Today, PLF filed an amicus brief urging the Supreme Court to review Bohmker v. Oregon, a lawsuit challenging Oregon’s ban on certain types of mining on federal land despite Congress’ explicit encouragement of this activity. Although the case might seem like a narrow squabble over mining policy, PLF’s brief explains why it and the principles at stake are far larger.
The federal government owns roughly 640 million acres, nearly 30% of the nation’s lands. The lands are as diverse as can be imagined, from popular (and crowded) national parks to obscure, remote areas of the Nevada desert and Montana prairie. The Constitution charges Congress with managing these lands. The uses to which Congress has chosen to put them are as varied as the landscapes. Some are preserved as wilderness; some are actively grazed by cattle or buffalo; still others are mined or pumped for oil.
Congress decisions about these lands often reflect messy political compromises, leaving most everyone somewhat dissatisfied. They have generated numerous political protests. And they’ve increasingly lead to standoffs between the federal government and the states, with the latter pushing the limits of their power to frustrate Congress’ decisions.
In 2017, for instance, California enacted a law with the clear purpose of blocking Congress from selling or transferring any of the land it owns within the state. Boldly, that law proclaims “the policy of the State of California to discourage conveyances that transfer ownership of federal lands in California from the federal government.” The United States promptly sued and a federal court made short work of finding the law unconstitutionally interferes with Congress’ power to manage federal lands.
Such conflicts are possible because, although the Constitution clearly recognizes Congress’ primacy over federal lands, Congress generally accommodates state interests by allowing the states to also regulate activity on federal lands to an extent. But a lack of clarity about the permissible extent of that power has invited conflict and boundary-pushing.
Returning to Bohmker, Congress has declared certain federal lands “free an open to mining,” thus encouraging that activity on these lands. Yet the Supreme Court, in a 1987 case, held that states nonetheless have at least some authority to regulate mining on federal lands. It upheld the California Coastal Commission’s authority to impose a permitting requirement on federal mining. But it did so only in the abstract, since no particular permit or requirements were before the Court.
Granite Rock’s challenge to the California Coastal Commission’s permit requirement was broad and absolute; our rejection of that challenge is correspondingly narrow. Granite Rock argued that any state permit requirement, whatever its conditions, was per se preempted by federal law. To defeat Granite Rock’s facial challenge, the Coastal Commission needed merely to identify a possible set of permit conditions not in conflict with federal law.

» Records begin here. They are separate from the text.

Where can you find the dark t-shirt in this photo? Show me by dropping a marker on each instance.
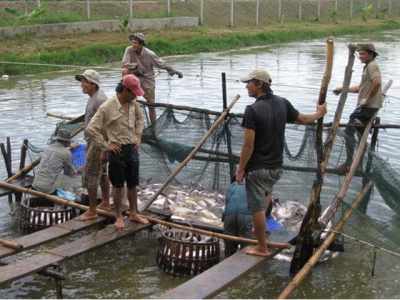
(268, 117)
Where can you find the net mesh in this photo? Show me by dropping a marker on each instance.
(180, 129)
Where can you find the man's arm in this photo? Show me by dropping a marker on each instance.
(309, 118)
(247, 151)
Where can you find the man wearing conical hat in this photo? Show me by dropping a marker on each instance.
(141, 61)
(368, 103)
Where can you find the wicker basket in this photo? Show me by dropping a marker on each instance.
(183, 253)
(39, 213)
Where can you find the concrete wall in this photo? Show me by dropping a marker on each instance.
(84, 27)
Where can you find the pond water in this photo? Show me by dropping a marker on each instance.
(127, 269)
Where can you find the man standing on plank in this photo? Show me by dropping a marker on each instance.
(122, 119)
(95, 168)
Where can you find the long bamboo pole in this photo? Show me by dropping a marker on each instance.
(301, 275)
(151, 219)
(34, 163)
(194, 151)
(305, 244)
(60, 116)
(11, 244)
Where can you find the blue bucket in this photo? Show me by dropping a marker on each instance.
(78, 156)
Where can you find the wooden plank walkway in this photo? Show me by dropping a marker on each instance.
(54, 232)
(47, 258)
(216, 279)
(25, 182)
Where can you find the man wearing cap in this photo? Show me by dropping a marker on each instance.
(261, 159)
(369, 100)
(122, 119)
(95, 169)
(55, 158)
(140, 61)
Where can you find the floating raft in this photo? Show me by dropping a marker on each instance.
(216, 279)
(47, 258)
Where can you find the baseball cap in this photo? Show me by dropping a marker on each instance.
(132, 83)
(259, 74)
(90, 75)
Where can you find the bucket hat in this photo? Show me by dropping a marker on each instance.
(138, 36)
(90, 75)
(132, 83)
(259, 74)
(367, 47)
(63, 135)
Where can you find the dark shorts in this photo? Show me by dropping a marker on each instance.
(124, 167)
(259, 184)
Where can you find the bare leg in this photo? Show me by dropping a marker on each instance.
(152, 111)
(259, 223)
(133, 215)
(117, 197)
(105, 192)
(91, 213)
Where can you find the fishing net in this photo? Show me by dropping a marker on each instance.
(178, 131)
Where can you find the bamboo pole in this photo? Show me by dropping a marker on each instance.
(339, 197)
(218, 235)
(301, 275)
(60, 116)
(151, 219)
(34, 163)
(305, 243)
(194, 151)
(11, 244)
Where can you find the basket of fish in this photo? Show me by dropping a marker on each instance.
(39, 213)
(183, 253)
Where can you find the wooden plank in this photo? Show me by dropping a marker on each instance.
(216, 279)
(37, 238)
(25, 182)
(47, 258)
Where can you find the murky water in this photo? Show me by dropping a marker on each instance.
(127, 269)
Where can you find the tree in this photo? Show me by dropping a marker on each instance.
(27, 18)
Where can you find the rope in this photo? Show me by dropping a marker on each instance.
(366, 243)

However, the Supreme Court warned that, if the state went too far, it would strike the regulation as unconstitutionally interfering with federal land management. Although the state could impose some “environmental regulation,” it could not impose “land use planning” by choosing what uses would or would not be allowed on federal lands. Thus, states can “require only that, however the land is used, damage to the environment [be] kept within prescribed limits.” However, the Court also warned that even this type of regulation would be struck down if “so severe” as to make mining “commercially impracticable” since this too would interfere with Congress’ policy decisions.
Bohmker concerns both types of violations. Oregon has broadly forbidden certain types of mining on federal land, regardless of its environment impact. Yet, the Ninth Circuit was unwilling to enforce these limits. Instead, over a sharp dissent, a majority of the panel that decided Bohmker determined that the Supreme Court’s approach “make[s] no sense” and should be abandoned. These limits, the majority continued, would “handcuff [state] regulators,” which the judges thought unadvisable.
Whatever you think of mining, the Ninth Circuit’s decision should trouble you. Not only does it attempt to give the Heisman to Supreme Court precedent. But, by rejecting limits on state authority necessary to preserve Congress’ primacy over federal lands, it invites far more federal-state conflicts over those lands. Those conflicts should instead be worked out, politically, in Congress, as the Constitution requires.